Court Opinion

ID: 5960770
Source: CourtListenerOpinion
Date Created: 2022-01-13 06:56:19.987742+00
Date Added: 2024-06-11T08:48:07.343820
License: Public Domain

Yesawich Jr., J. (dissenting).
We respectfully dissent. The substance of the parties’ disagreement is not whether an administrative decision was made to place defendant John Dolan under preceptorship; that is undisputed. Likewise, all parties agree that if Dolan was closely monitored and observed, in accordance with the common definition of preceptor-ship status, these actions would be sufficient to meet defendant St. Clare’s Hospital’s duty of reasonable supervision, even given the knowledge it had of his alcohol problem. The evidence is conflicting, however, with regard to the level of monitoring to which Dolan was actually subjected, and because we cannot say that merely changing Dolan’s administrative status and removing him from the emergency room roster would have been sufficient as a matter of law to discharge the hospital’s duty, we would affirm.

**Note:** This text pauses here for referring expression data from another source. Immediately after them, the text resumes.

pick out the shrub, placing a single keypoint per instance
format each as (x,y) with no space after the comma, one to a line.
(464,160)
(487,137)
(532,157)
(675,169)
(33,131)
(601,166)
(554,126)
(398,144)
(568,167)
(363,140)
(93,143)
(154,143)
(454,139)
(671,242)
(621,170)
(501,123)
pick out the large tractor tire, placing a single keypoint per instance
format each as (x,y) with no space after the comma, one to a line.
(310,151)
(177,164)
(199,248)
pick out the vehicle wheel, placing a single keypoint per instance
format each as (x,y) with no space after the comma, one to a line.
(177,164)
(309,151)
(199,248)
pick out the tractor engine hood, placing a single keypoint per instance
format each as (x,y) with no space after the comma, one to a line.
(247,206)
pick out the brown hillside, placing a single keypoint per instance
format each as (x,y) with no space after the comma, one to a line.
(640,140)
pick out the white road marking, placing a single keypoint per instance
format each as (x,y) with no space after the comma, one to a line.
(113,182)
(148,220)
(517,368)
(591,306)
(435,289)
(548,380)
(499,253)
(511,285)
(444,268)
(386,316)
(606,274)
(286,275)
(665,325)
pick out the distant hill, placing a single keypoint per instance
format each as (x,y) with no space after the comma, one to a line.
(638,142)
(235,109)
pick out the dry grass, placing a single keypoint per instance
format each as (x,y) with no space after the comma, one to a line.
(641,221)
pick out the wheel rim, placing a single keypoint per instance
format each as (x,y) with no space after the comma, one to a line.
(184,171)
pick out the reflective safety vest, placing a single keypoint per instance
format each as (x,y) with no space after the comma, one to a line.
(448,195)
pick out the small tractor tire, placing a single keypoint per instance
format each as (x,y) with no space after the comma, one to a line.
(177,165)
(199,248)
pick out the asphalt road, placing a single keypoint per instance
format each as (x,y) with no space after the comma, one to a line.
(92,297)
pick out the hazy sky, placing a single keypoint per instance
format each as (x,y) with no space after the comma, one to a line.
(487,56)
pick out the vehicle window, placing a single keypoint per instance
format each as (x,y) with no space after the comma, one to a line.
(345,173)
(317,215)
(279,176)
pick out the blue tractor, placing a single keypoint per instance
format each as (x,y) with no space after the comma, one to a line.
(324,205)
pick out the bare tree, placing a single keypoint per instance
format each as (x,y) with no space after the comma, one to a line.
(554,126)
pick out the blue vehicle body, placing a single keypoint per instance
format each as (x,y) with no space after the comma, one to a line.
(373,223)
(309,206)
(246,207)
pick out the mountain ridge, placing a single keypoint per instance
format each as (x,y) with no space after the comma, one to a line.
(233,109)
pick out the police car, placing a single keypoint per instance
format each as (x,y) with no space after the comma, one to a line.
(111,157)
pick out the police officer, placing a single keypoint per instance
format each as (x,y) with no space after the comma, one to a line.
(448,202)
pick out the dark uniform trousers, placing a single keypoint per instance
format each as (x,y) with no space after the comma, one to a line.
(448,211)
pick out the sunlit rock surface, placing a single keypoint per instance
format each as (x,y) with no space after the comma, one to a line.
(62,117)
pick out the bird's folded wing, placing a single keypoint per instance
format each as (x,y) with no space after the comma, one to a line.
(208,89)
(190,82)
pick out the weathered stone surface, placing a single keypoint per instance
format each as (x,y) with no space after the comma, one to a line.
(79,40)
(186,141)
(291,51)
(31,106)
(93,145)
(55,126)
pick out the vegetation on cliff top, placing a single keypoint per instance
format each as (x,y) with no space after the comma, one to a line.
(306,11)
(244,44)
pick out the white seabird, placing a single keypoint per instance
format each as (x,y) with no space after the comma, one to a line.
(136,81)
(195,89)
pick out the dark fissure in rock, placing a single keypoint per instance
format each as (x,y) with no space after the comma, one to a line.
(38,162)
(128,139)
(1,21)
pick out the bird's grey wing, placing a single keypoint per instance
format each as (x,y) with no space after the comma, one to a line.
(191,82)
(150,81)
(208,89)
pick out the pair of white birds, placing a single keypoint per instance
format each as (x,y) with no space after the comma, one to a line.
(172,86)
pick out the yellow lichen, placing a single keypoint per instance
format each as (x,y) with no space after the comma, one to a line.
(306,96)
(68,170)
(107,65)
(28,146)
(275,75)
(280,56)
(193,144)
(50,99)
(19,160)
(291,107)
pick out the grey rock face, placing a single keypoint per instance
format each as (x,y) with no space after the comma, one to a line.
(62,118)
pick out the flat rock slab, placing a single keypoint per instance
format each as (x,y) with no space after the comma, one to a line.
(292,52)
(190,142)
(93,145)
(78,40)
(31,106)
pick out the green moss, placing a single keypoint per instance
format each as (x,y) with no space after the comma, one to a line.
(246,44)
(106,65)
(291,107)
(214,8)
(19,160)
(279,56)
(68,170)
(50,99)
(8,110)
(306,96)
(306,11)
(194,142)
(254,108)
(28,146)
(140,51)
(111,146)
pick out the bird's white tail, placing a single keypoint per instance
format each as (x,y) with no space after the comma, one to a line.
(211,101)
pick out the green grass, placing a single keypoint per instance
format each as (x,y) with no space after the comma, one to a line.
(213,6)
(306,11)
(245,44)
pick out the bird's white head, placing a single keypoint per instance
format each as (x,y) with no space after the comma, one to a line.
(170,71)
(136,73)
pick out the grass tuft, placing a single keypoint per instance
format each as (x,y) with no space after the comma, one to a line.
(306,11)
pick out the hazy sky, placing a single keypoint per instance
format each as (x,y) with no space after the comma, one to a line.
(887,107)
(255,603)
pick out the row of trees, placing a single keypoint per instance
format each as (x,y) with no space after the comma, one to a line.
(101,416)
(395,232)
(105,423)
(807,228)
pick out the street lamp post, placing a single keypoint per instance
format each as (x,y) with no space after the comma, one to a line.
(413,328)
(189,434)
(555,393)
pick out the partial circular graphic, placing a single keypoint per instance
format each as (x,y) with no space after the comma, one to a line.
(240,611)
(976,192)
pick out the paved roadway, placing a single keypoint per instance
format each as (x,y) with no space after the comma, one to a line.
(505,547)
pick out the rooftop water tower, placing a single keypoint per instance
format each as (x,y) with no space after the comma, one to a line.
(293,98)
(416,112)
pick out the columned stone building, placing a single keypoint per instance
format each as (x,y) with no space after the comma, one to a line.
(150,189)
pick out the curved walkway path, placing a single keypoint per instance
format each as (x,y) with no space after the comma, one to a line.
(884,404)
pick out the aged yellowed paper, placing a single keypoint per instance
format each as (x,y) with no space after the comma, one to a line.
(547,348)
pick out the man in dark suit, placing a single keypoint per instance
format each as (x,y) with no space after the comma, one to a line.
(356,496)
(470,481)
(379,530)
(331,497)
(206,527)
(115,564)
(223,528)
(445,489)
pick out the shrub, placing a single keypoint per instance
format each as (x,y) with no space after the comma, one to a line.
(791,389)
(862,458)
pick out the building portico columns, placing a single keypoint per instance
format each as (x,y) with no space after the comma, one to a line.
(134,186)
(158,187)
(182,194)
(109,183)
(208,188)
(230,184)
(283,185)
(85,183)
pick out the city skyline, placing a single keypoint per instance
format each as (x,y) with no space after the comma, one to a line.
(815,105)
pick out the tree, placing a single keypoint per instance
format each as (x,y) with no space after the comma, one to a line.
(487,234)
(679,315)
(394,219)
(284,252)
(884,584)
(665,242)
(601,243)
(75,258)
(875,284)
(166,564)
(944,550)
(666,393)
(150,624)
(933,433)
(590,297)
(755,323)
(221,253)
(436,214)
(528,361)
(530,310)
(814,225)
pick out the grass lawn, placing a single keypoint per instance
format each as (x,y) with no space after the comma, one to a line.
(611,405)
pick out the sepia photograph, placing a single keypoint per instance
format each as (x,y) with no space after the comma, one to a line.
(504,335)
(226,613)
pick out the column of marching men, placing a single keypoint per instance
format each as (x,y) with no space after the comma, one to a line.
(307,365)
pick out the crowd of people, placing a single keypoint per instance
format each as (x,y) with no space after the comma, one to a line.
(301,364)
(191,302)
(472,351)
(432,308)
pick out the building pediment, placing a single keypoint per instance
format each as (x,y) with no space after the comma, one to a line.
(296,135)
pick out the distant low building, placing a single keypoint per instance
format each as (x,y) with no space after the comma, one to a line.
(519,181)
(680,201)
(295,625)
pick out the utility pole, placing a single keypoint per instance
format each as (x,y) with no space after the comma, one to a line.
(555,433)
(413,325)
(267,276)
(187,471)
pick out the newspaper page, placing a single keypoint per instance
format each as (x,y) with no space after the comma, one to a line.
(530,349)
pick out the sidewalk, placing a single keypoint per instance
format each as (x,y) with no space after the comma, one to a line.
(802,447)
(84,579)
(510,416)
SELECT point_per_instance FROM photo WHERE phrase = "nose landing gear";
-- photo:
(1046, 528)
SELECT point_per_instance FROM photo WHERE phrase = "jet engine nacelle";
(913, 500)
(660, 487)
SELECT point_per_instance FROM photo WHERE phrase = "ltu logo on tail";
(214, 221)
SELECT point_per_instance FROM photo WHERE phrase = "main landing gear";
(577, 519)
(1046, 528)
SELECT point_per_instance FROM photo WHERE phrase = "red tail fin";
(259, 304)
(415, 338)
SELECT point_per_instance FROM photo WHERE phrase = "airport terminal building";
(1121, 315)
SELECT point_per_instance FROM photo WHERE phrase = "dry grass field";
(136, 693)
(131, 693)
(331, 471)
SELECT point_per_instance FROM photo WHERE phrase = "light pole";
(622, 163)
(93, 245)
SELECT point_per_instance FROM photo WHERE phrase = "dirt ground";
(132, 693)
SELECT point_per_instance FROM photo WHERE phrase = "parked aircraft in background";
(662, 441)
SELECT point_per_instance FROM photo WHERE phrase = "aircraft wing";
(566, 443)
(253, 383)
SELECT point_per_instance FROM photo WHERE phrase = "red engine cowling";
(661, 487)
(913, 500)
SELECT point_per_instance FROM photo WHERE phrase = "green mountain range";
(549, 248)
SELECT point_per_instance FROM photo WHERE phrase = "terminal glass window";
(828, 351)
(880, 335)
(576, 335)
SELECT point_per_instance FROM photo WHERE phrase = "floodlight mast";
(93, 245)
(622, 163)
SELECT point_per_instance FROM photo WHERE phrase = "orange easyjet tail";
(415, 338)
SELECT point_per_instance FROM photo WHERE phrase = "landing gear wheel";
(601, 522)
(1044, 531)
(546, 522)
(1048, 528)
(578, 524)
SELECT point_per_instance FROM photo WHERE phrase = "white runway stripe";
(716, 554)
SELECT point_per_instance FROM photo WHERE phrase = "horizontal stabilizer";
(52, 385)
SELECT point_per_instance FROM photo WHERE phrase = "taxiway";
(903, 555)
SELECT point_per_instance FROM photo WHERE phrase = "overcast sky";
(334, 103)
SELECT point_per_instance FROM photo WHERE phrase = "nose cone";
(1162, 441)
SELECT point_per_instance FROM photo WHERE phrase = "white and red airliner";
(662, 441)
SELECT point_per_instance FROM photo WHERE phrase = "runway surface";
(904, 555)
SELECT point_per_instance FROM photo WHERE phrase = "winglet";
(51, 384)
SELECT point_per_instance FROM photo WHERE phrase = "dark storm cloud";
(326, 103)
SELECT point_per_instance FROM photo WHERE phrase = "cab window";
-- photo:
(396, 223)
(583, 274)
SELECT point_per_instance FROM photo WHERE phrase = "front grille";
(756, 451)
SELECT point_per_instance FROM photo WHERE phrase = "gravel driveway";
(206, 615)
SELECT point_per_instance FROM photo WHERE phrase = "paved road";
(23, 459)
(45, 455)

*775Although Richard Goodman acknowledged in his affidavit that placing Dolan under preceptorship would have been sufficient to satisfy the hospital’s duty, he opines that the preceptorship was not actually implemented. Dolan’s admission that he was placed in a preceptorship, coming as it did only after he was shown the minutes of the committee meeting at which the decision to do so was made, represents nothing more than a concession that his status was officially changed. With regard to the actions taken by the hospital as a result of this change, however, Dolan testified that he was never told of the decision or informed in writing, that he did not know whether his work had been reviewed and that to his knowledge his privileges had not been limited. This testimony is sufficient to create a question of fact as to whether the hospital actually implemented the preceptorship.
Furthermore, this record leaves unresolved the issue of proximate cause. There is a question of fact with respect to whether the hospital’s breach of its duty to supervise, if indeed there was such a breach, could have been a proximate cause of plaintiff’s injury. Given this circumstance, plaintiff has no duty to come forth with evidence on this issue (see, Batac v Associated Sec. Specialists, 160 AD2d 649, 650).
Levine, J., concurs. Ordered that the order is reversed, on the law, with costs, motion granted, summary judgment awarded to defendant St. Clare’s Hospital and complaint dismissed against said defendant.